Le qualità personali del conciliatore consistono nell’abilità di astrarsi dal complesso delle emozioni, delle accuse e delle recriminazioni che le parti esprimono intorno al tavolo della discussione. Per riuscirvi il conciliatore dovrà innanzitutto stabilire un rapporto autentico con le parti che gli permetterà di raggiungere un maggiore livello di comprensione dei punti di vista delle parti e dei loro obiettivi. Questo sarà il punto di partenza del conciliatore nell’uso della sua influenza per guidare il processo verso la composizione. I conciliatori cercano di capire, come chi voglia risolvere un puzzle, la maniera ed il livello in corrispondenza del quale vi è disponibilità a trattare.

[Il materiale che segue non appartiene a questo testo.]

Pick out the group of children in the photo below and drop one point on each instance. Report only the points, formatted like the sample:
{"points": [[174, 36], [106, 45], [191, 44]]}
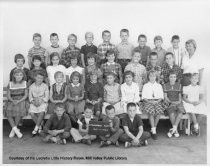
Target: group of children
{"points": [[102, 83]]}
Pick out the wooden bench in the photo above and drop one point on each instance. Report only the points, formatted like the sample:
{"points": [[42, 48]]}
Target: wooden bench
{"points": [[185, 117]]}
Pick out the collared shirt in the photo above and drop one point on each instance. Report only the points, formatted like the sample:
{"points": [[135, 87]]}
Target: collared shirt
{"points": [[58, 124], [124, 50]]}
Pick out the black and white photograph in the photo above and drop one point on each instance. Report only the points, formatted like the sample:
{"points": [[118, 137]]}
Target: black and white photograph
{"points": [[104, 82]]}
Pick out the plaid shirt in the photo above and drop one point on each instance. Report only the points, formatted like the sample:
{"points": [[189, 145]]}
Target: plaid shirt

Tutto questo potrà accadere solo attraverso un coinvolgimento profondamente personale con le parti. Il conciliatore integrato lavora, come un dottore, misurando la temperatura della stanza e delle parti, diagnosticando le cause della controversia e delle possibili difficoltà nella risoluzione, cercando di far emergere le potenzialità di successo presenti.
Tutto ciò significa lavorare con il cuore e con la mente e richiede al conciliatore di integrare, nel suo rapporto con le parti e la loro controversia, un freddo distacco, ma al tempo stesso, un profondo coinvolgimento.
La crescita personale. Possiamo aumentare la nostra efficacia come conciliatori, sviluppando la capacità di essere autenticamente presenti e pienamente integrati all’interno di un sistema di conflitto?
Ci sono molti percorsi per aumentare questa consapevolezza, non bisogna aspettare il momento della conciliazione. Sarebbe opportuno concentrarsi sullo sviluppo di queste qualità in ogni aspetto della propria vita.
Conclusioni
La formazione nelle conoscenze basilari della conciliazione, lo sviluppo di una maggiore comprensione intellettuale del processo e la ricerca di una crescita nelle qualità personali sono i fattori che rendono più efficace l’azione del conciliatore.
Egli è inevitabilmente parte del conflitto che cerca di risolvere. Di conseguenza, le sue qualità personali possono influenzare il processo ed il risultato della conciliazione.
La consapevolezza di sé, la presenza, l’autenticità, la coerenza, l’integrazione, lo sviluppo sono tutti elementi che caratterizzano l’opera del conciliatore e, pertanto, comprenderne la loro importanza è frutto di un processo temporale di intenzioni e di disciplina.